Prior to filmmaker Jen Senko's documentary The Brainwashing of My Dad, her father Frank Senko, as befits the film's charming old home movie footage, used to be a fairly apolitical but liberal, affable chap - at best a Kennedy Democrat. But at some point in the 1980s, in a Republican age that acquiesced in the "Reagan Democrat" years of pulling the masses from left to right and putting an end to the FCC's Fairness Doctrine policy, Frank changed. Re-schooled by right-wing Talk Radio during his car commute and Fox News in the comfort of his own home, Frank began to rail against the left, gay people, black people, Hispanics and feminism. The mounting red mist extended in later years to maledictive email rants to increasingly frustrated family members.

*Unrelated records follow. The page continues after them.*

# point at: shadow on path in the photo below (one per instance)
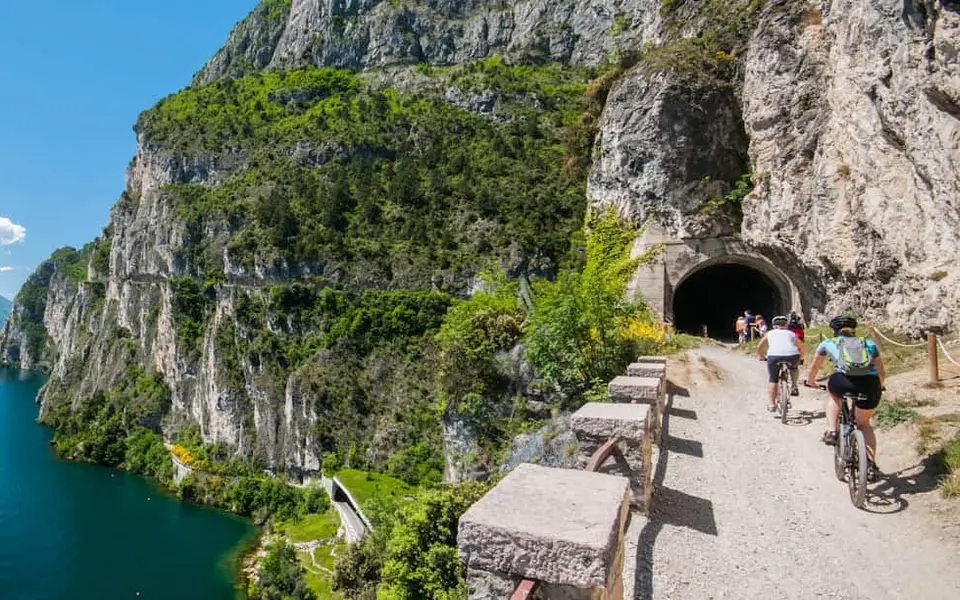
(888, 496)
(670, 506)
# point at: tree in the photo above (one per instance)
(422, 560)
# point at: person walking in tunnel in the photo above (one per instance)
(741, 326)
(750, 320)
(858, 370)
(761, 326)
(796, 325)
(780, 345)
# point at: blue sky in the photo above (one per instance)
(73, 78)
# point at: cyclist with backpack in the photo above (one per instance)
(859, 370)
(779, 345)
(795, 324)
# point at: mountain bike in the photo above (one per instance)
(850, 452)
(783, 391)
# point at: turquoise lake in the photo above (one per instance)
(79, 532)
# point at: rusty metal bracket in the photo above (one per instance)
(602, 454)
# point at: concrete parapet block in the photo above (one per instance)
(602, 421)
(595, 423)
(648, 390)
(559, 526)
(655, 370)
(645, 390)
(652, 360)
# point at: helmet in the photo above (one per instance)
(843, 322)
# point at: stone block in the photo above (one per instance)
(642, 390)
(635, 389)
(559, 526)
(658, 360)
(603, 421)
(655, 370)
(596, 423)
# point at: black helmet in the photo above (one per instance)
(843, 322)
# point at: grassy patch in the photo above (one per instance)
(312, 527)
(319, 567)
(950, 455)
(372, 489)
(891, 414)
(318, 579)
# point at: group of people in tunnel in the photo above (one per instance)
(858, 370)
(749, 326)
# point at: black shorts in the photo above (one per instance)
(868, 385)
(773, 365)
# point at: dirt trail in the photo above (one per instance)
(746, 507)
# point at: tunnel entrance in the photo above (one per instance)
(714, 296)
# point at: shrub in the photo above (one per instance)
(582, 329)
(281, 576)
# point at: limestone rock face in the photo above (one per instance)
(366, 34)
(666, 147)
(854, 122)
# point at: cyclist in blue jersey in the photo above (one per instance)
(859, 370)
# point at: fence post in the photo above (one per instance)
(876, 337)
(932, 355)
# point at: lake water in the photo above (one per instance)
(78, 532)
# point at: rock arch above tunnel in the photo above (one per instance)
(713, 296)
(724, 274)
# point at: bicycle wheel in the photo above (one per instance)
(839, 462)
(858, 469)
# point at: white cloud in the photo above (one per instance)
(10, 232)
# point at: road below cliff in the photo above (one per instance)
(746, 507)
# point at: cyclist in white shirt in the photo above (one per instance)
(781, 345)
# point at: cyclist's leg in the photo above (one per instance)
(837, 386)
(794, 376)
(870, 387)
(773, 374)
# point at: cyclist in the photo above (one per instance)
(859, 370)
(741, 326)
(780, 345)
(795, 324)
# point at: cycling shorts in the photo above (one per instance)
(868, 385)
(773, 365)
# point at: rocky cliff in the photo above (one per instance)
(288, 228)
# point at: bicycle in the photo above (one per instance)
(783, 391)
(850, 452)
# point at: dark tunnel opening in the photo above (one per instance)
(716, 295)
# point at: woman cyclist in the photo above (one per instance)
(867, 380)
(779, 345)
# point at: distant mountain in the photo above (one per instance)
(5, 306)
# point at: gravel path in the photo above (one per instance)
(746, 507)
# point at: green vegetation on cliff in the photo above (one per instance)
(382, 187)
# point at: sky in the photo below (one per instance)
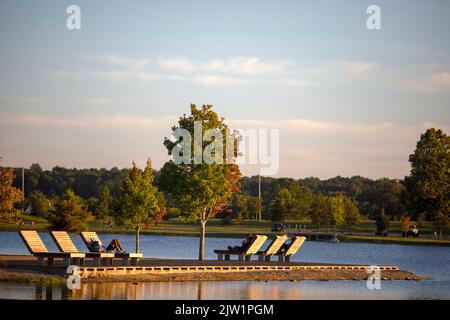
(347, 100)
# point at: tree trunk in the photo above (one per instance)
(201, 253)
(138, 229)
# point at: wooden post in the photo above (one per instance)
(201, 254)
(138, 228)
(259, 196)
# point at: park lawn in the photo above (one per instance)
(362, 232)
(395, 240)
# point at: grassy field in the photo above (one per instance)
(363, 232)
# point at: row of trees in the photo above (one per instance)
(96, 186)
(200, 190)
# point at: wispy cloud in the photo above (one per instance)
(307, 147)
(245, 66)
(180, 64)
(125, 61)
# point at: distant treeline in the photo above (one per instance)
(369, 195)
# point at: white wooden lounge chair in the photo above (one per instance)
(246, 255)
(36, 246)
(127, 257)
(293, 248)
(65, 245)
(273, 248)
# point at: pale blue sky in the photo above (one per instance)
(108, 93)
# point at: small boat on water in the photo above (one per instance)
(320, 236)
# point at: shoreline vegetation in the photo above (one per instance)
(217, 229)
(292, 275)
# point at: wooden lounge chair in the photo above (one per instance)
(273, 248)
(65, 245)
(127, 257)
(36, 246)
(293, 248)
(247, 254)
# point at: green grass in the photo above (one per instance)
(395, 240)
(46, 280)
(362, 232)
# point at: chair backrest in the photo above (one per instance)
(33, 241)
(88, 237)
(295, 246)
(63, 241)
(255, 245)
(275, 246)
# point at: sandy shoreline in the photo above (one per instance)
(25, 276)
(25, 269)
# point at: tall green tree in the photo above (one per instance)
(337, 206)
(281, 205)
(104, 207)
(40, 204)
(428, 186)
(70, 213)
(382, 222)
(239, 204)
(10, 196)
(320, 210)
(138, 200)
(441, 223)
(201, 189)
(351, 212)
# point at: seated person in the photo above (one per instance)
(284, 248)
(115, 246)
(95, 246)
(245, 244)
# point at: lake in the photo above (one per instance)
(429, 261)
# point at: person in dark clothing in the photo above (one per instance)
(245, 244)
(95, 246)
(115, 246)
(285, 247)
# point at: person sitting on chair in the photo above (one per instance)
(284, 247)
(115, 246)
(95, 246)
(245, 244)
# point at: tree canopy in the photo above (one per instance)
(198, 188)
(428, 186)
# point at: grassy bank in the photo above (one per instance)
(395, 240)
(362, 232)
(18, 277)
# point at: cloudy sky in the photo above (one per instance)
(347, 100)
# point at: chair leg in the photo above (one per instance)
(66, 261)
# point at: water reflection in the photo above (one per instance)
(229, 290)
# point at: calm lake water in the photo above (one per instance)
(432, 262)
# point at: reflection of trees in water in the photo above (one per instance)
(258, 291)
(39, 291)
(199, 290)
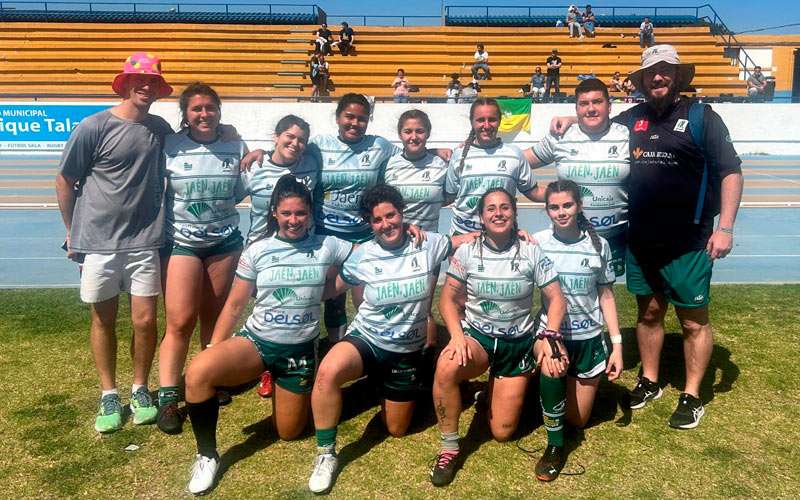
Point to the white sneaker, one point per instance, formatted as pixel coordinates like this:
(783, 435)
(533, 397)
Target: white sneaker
(325, 465)
(204, 471)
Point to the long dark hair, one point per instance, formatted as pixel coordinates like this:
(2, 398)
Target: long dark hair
(191, 90)
(514, 229)
(480, 101)
(567, 186)
(287, 187)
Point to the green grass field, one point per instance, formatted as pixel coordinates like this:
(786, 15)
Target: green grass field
(746, 445)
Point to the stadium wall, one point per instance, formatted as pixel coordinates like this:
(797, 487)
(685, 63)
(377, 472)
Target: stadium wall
(755, 128)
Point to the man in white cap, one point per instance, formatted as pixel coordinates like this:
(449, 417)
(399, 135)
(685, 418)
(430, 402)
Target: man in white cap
(110, 192)
(684, 171)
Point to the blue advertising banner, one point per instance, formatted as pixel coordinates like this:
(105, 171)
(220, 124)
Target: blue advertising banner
(40, 127)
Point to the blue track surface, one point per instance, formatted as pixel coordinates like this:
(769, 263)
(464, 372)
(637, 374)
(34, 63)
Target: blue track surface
(767, 247)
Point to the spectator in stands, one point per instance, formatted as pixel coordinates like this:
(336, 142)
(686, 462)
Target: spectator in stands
(757, 83)
(481, 63)
(553, 73)
(347, 38)
(454, 88)
(320, 73)
(470, 92)
(322, 41)
(574, 22)
(537, 83)
(400, 86)
(115, 227)
(646, 36)
(589, 22)
(616, 85)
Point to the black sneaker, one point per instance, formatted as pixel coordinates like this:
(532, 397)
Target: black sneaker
(549, 466)
(644, 391)
(688, 413)
(444, 468)
(170, 418)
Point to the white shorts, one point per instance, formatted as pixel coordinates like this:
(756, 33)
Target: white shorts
(104, 276)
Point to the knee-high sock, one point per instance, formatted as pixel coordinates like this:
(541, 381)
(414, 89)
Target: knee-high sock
(553, 396)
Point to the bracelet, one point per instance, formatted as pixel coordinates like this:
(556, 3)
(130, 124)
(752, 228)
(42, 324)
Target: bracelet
(549, 334)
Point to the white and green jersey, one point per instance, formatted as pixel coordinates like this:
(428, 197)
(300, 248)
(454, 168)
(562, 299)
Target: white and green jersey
(421, 182)
(600, 166)
(398, 288)
(502, 166)
(347, 171)
(290, 280)
(203, 187)
(580, 271)
(500, 285)
(261, 180)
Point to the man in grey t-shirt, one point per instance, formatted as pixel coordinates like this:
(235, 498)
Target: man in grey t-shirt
(110, 192)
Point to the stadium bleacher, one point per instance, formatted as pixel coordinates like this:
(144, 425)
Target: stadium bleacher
(242, 60)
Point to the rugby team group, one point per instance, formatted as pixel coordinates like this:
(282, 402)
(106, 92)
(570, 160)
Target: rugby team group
(652, 193)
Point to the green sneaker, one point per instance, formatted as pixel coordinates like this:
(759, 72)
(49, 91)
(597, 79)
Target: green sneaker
(109, 418)
(142, 407)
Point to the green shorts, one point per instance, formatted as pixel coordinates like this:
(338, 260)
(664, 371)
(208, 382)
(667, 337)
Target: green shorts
(292, 365)
(233, 243)
(587, 357)
(507, 357)
(618, 244)
(398, 373)
(685, 281)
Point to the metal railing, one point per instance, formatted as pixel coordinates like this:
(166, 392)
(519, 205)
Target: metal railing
(719, 28)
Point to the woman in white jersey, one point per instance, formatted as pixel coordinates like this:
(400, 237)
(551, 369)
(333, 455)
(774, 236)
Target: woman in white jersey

Using her father as a case study, Jen Senko decided to make a documentary that examines what Hillary Clinton once famously described as a "vast right-wing conspiracy". As a direct result of her kickstarter fundraising effort, identical cases of devolving, "brainwashed" dads, privy to the same influences and behavioral traits as Frank, were brought to her by a flood of distressed kin. Through the deluge came added material and definable reasons for a generation of altered, aging, pride-injured right-wing white men.

Brought to life by Bill Plympton's patchwork of buoyant, imaginative animation that is in some places delightfully puerile, The Brainwashing of My Dad is otherwise divided up into stock footage story enhancers, co-producer Matthew Modine's narration and Senko's interviews. Among the expert interviewees are cognitive linguist George Lakoff, Media Matters for America founder David Brock and polymath Noam Chomsky, each of whom reveal key points in the growth of conservatism and Fox News, including the national 1960s/70s fear of the Radical Left, the rise of the Nixon TV groomer, soundbite pioneer, propagandist and Fox News CEO Roger Ailes, the Lewis Powell Memo, the Telecommunications Reform Act, a multitude of think tanks and last but not least, "feminazi" spewing Rush Limbaugh and his Dittoheads.

The falsities of Fox News aren't so surprising, but the close analysis of its very systematic and ruthlessly driven development is gripping. Those on the right might label The Brainwashing of My Dad a "vast left-wing conspiracy". Elsewhere, Jen Senko's film presents a wholly credible take on the modern media turning our minds into mush.